Das EU-Parlament stimmt für ein Verfahren, an dessen Ende die ungarische Regierung für den Demokratieabbau sanktioniert werden soll. Der Kommentar.

Viktor Orbán
Damit es zu Strafmaßnahmen für Viktor Orbán kommen kann, müssen sich auch die EU-Mitgliedsstaaten einsetzen. Foto: Reuters

Es ist erfreulich, dass das EU-Parlament mit Blick auf Ungarn einen längst überfälligen Prozess angeschoben hat: Die Volksvertreter wollen, dass der EU-Ministerrat endlich ein Verfahren nach Artikel 7 des EU-Vertrags einleitet. Am Ende dieses Verfahrens könnten Sanktionen gegen Ungarn stehen – bis hin zum Entzug der Stimmrechte. Das würde bedeuten, dass die Budapester Regierung zwar sämtliche Verpflichtungen erfüllen muss, die mit der Mitgliedschaft des Landes verbunden sind. Sie könnte aber keinen Einfluss mehr auf die europäische Gesetzgebung nehmen.

Bis es zu Strafmaßnahmen gegen die Regierung von Ungarns Premier Viktor Orbán kommt, sind noch etliche Hürden zu nehmen. Vermutlich wird den anderen Mitgliedstaaten der Mut fehlen, den großen Konflikt zu suchen. Sie werden wie bisher lieber die EU-Kommission vorschicken, deren Einflussmöglichkeiten jedoch begrenzt sind.

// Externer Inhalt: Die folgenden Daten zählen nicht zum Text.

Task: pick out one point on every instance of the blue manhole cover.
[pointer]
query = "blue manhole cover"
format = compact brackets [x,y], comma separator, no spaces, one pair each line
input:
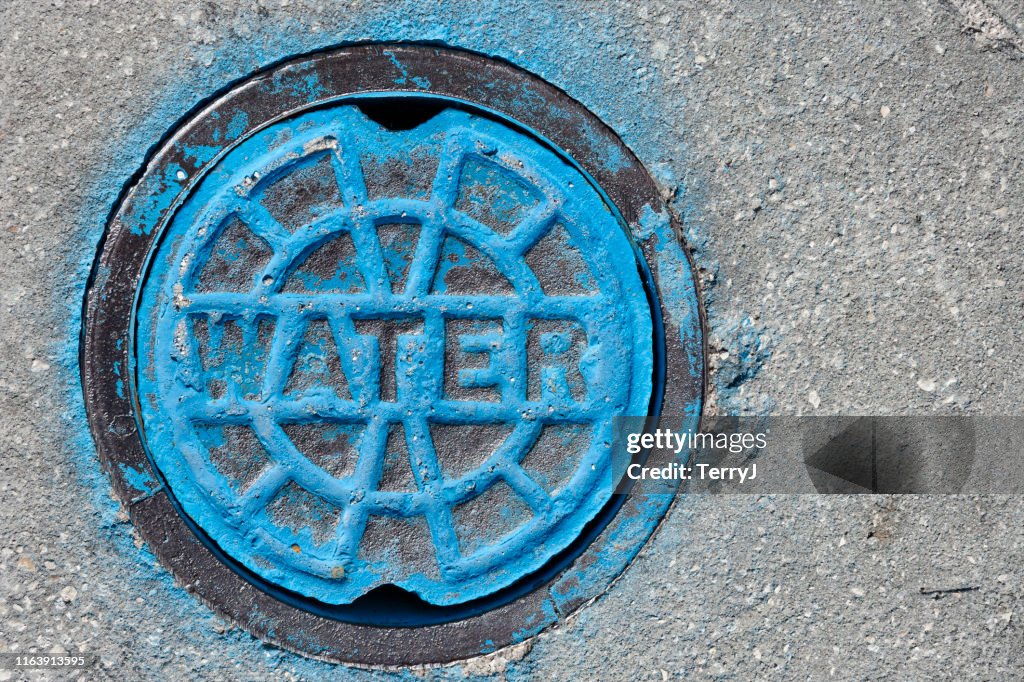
[382,356]
[353,345]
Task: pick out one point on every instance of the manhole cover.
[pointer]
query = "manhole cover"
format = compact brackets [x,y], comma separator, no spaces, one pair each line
[354,344]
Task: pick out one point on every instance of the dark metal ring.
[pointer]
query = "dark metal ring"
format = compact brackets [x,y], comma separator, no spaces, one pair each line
[181,160]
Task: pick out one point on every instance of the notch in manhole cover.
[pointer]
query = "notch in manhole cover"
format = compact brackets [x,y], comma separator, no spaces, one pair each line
[354,344]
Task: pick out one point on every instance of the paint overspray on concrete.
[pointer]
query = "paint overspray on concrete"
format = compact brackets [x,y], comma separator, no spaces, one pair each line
[583,55]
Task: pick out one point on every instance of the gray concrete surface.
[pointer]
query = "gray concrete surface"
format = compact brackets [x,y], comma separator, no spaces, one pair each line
[850,177]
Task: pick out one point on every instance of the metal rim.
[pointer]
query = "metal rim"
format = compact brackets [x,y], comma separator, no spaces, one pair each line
[135,227]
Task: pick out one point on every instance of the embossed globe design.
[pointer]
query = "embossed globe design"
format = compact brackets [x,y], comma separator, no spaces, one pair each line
[369,356]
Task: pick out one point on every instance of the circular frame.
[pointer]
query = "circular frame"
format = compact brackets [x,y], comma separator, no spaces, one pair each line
[195,146]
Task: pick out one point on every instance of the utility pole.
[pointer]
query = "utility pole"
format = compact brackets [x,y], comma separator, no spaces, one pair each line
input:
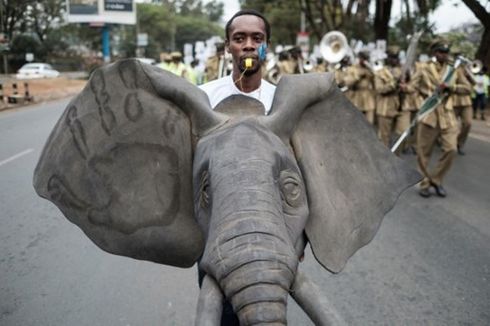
[4,46]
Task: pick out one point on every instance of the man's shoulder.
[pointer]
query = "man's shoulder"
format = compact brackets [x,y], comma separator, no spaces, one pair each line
[268,86]
[214,84]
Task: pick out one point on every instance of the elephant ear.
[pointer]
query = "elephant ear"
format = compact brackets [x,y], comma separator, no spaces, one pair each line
[119,163]
[352,179]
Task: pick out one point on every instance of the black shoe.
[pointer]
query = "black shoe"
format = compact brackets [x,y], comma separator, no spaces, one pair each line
[440,191]
[424,192]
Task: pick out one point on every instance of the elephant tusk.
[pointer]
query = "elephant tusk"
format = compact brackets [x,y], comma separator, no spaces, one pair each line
[210,303]
[313,302]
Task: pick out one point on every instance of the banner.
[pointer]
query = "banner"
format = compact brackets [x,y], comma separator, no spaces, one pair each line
[100,12]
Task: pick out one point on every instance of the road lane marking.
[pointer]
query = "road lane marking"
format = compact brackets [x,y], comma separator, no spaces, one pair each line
[480,137]
[16,156]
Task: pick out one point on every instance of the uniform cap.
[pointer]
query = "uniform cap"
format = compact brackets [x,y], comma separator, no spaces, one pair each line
[393,51]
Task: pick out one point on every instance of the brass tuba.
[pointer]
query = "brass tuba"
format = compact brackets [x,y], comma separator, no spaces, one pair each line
[334,47]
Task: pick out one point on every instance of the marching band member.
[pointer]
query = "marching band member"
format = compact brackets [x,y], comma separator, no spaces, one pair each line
[440,123]
[360,80]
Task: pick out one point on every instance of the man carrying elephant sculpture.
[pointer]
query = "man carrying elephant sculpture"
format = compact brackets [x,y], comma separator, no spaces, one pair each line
[137,143]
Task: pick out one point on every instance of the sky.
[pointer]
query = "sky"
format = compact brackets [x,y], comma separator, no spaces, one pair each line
[445,17]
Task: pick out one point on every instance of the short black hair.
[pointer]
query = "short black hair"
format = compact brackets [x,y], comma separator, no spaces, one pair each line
[252,12]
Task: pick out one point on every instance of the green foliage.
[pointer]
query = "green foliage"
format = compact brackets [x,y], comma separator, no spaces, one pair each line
[460,44]
[190,29]
[283,16]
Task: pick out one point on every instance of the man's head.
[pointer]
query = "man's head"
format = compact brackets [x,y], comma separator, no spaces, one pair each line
[247,37]
[393,55]
[440,49]
[363,56]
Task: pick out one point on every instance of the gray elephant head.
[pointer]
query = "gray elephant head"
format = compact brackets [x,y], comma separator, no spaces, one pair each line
[147,170]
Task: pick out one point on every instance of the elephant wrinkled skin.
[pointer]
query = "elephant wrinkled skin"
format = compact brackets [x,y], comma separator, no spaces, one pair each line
[133,150]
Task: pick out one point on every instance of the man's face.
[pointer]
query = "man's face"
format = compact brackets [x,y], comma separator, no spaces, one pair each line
[246,34]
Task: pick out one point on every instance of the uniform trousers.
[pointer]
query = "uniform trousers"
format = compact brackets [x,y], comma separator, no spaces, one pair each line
[369,116]
[464,113]
[426,139]
[385,128]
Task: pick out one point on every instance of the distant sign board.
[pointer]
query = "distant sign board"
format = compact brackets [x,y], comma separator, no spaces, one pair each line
[118,5]
[101,11]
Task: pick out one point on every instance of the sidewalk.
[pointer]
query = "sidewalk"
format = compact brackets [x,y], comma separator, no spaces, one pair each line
[40,89]
[481,129]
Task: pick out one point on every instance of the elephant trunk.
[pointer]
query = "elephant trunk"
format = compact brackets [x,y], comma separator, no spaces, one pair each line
[259,299]
[255,269]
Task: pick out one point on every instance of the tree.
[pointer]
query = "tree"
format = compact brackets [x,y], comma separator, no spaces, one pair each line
[44,16]
[11,14]
[382,19]
[483,52]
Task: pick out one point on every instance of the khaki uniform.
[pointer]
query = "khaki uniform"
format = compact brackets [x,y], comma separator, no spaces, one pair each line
[212,68]
[439,123]
[360,81]
[340,75]
[319,68]
[463,107]
[387,101]
[411,101]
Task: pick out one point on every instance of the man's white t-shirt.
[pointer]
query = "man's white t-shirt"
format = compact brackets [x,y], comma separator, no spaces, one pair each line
[219,89]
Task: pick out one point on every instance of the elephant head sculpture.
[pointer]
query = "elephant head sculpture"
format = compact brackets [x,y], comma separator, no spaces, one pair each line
[143,165]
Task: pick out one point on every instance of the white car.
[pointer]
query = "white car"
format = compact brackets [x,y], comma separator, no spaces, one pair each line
[36,70]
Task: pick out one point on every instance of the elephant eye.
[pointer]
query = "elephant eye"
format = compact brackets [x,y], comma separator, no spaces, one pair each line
[204,190]
[291,190]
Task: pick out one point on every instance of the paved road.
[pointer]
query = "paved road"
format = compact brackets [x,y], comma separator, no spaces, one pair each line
[428,265]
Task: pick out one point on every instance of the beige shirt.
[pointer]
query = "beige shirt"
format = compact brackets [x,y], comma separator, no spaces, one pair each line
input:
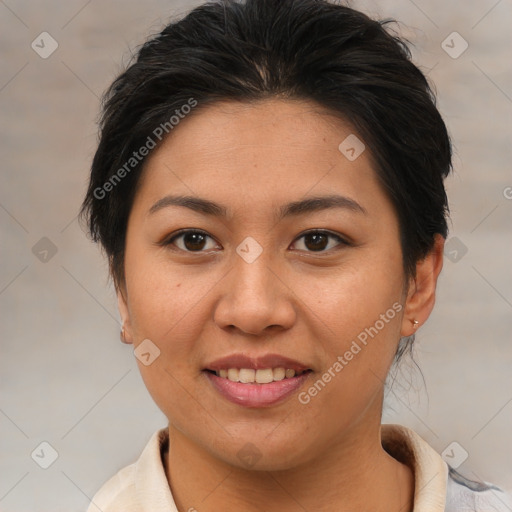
[143,487]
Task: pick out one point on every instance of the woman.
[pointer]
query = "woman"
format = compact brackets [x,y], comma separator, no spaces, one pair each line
[268,188]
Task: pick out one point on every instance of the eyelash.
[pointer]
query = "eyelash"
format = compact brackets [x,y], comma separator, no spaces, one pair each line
[181,233]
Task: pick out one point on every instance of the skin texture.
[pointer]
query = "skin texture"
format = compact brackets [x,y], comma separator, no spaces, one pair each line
[293,300]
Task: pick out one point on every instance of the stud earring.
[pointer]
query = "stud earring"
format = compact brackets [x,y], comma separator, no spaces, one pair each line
[122,335]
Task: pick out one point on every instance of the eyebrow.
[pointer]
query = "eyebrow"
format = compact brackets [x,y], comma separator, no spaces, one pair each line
[295,208]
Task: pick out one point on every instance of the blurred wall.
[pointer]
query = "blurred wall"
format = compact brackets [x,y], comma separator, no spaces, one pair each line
[65,377]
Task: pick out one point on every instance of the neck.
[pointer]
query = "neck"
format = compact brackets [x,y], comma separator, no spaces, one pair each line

Die Europäische Volkspartei wiederum, zu der auch CDU und CSU gehören, schafft es nicht, Orbáns Fidesz auszuschließen. Dennoch ist es gut, dass das EU-Parlament den Anfang macht: Es geht um die Selbstbehauptung Europas, seine Glaubwürdigkeit und seine Würde. Das sollte eigentlich aller Mühen wert sein.